Examples of non-invariant yet "useful" properties of mathematical objects
An elliptic curve is said to be in Weierstrass normal form if it is defined by an equation of the form $$ y^2 = x^3 + ax + b $$ for constants $a,b$. This property is not preserved under automorphisms of elliptic curves: in fact every elliptic curve over a field of characteristic not 2 or 3 is isomorphic to an elliptic curve in Weierstrass form. Being in Weierstrass normal form is therefore not an intrinsic property of the elliptic curve itself, but of the presentation of the elliptic curve. The reason that Weierstrass normal forms are useful, despite not being preserved under isomorphism, is that it simplifies some calculations.

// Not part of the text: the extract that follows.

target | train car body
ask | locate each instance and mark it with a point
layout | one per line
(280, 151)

Something similar happens for matrices over $\mathbb C$. Every square matrix over $\mathbb C$ is similar to a square matrix in Jordan normal form. Clearly, the property of `being in Jordan normal form' is not preserved under similarities, which is the natural notion of isomorpism for square matrices in most situations. Again, the reason that we are studying the Jordan normal form (and similar decompositions) anyway, is that it helps when doing explicit calculations.
In setting up the categories of Banach spaces (or Hilbert spaces or inner product spaces or normed spaces), we choose to take continuous linear mappings as the morphisms rather than isometric linear mappings. The metric structure is not invariant under this choice for the morphisms, but the resulting categories are far more interesting and useful.